R filter table with mapping table to reduce NA values

I would like to filter a table bsp1

g <- factor(c("Company 1", "Company 2", "Company 3", "Company 4", "Company 5"))
w <- factor(c("a", "b", "c", "a", "c"))
x <- c(28, 18, 25, NA, 21)
y <- c(80, NA, 74, 101, NA)
z <- c(170, 174, 183, NA, 185)
bsp1 <- data.frame(g, w, x, y, z)
colnames(bsp1) <- c("Company", "Sector", "Item 1", "Item 2", "Item 3")
rm(w, x, y, z)
bsp1

# Company Sector Item 1 Item 2 Item 3
# 1 Company 1 a 28 80 170
# 2 Company 2 b 18 NA 174
# 3 Company 3 c 25 74 183
# 4 Company 4 a NA 101 NA
# 5 Company 5 c 21 NA 185


based on a mapping table bsp2

sector <- factor(c("a", "b", "c"))
a <- c(1, 1, 1)
b <- c(NA, 1, NA)
c <- c(NA, NA, 1)
bsp2 <- data.frame(sector, a, b, c)
colnames(bsp2) <- c("Sector", "Item 1", "Item 2", "Item 3")
bsp2

# Sector Item 1 Item 2 Item 3
# 1 a 1 NA NA
# 2 b 1 1 NA
# 3 c 1 NA 1


the filter rule should be:
For each sector in bsp2 for which the item is not NA, the rows in bsp1 from the respective sector with NA in the item should be removed.

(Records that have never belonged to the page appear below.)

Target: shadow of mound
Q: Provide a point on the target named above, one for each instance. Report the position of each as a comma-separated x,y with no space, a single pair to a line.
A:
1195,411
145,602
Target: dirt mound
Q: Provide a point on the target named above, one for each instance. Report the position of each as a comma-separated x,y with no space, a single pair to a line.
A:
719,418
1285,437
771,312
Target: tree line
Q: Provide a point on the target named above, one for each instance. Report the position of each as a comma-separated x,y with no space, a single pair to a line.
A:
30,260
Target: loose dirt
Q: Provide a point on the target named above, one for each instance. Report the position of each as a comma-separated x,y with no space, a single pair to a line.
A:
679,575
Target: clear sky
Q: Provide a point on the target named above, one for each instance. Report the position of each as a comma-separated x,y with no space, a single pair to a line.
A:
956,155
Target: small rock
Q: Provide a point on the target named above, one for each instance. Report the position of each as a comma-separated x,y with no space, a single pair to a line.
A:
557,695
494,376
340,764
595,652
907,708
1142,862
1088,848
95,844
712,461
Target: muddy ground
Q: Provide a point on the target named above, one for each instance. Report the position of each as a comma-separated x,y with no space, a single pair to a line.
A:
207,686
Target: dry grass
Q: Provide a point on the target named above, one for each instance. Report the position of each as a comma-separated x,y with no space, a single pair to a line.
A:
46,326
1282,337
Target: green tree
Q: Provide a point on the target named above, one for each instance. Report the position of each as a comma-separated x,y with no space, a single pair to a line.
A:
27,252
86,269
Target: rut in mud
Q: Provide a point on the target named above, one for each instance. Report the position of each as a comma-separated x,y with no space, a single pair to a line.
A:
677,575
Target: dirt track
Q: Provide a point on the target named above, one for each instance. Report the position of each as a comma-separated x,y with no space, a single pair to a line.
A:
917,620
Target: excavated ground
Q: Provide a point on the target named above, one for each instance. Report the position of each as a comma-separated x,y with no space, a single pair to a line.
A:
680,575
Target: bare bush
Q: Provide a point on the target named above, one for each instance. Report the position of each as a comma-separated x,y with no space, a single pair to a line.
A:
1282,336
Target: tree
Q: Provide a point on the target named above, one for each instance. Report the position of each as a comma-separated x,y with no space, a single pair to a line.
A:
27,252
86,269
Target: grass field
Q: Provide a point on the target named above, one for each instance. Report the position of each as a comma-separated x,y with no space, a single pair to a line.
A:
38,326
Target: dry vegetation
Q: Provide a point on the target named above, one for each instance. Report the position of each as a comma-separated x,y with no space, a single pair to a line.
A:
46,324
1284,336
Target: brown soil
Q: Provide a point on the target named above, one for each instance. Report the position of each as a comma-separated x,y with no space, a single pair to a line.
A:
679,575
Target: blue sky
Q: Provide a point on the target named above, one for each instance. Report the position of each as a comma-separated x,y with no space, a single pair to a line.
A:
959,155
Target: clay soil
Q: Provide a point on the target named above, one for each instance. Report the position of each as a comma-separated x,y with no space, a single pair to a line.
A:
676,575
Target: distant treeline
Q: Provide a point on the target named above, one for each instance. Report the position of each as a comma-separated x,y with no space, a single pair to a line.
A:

The desired outcome looks therefore like bsp3

bsp3 <- bsp1[c(1, 3, 5),]
bsp3

# Company Sector Item 1 Item 2 Item 3
# 1 Company 1 a 28 80 170
# 3 Company 3 c 25 74 183
# 5 Company 5 c 21 NA 185


Company 2 was dropped, as item 2 is required for b. Line 5 was not dropped as item 2 is not required for sector 3.

I thought about an apply function for all sectors over bsp1 with a vector of the relevant columns derived with following function for the vector.

a <- !is.na(bsp2[1,])
a <- which(a==c("TRUE"))


Unfortunately in the filter test of one vector I have a problem that b is interpreted as a Matrix.

b <- is.na(bsp1[, a])
c <- which(b==c("TRUE"))
reduced2016b <- data2013[-c,]


Even if I set up the vector manually, the filter result is not how I expect it.
Would be great if anyone has an idea to solve this problem. Also partial steps would help me already.

Thank you in advance!

Answer

One way is to melt both data frames, merge by Sector and variable, and find which companies have NA for value.x and not NA for value.y, i.e.

library(reshape2)
new_df <- merge(melt(bsp1), melt(bsp2), by = c('Sector', 'variable'))
ind <- as.character(new_df$Company[is.na(new_df$value.x) & !is.na(new_df$value.y)])
bsp1[!bsp1$Company %in% ind,]

#    Company Sector Item 1 Item 2 Item 3
#1 Company 1      a     28     80    170
#3 Company 3      c     25     74    183
#5 Company 5      c     21     NA    185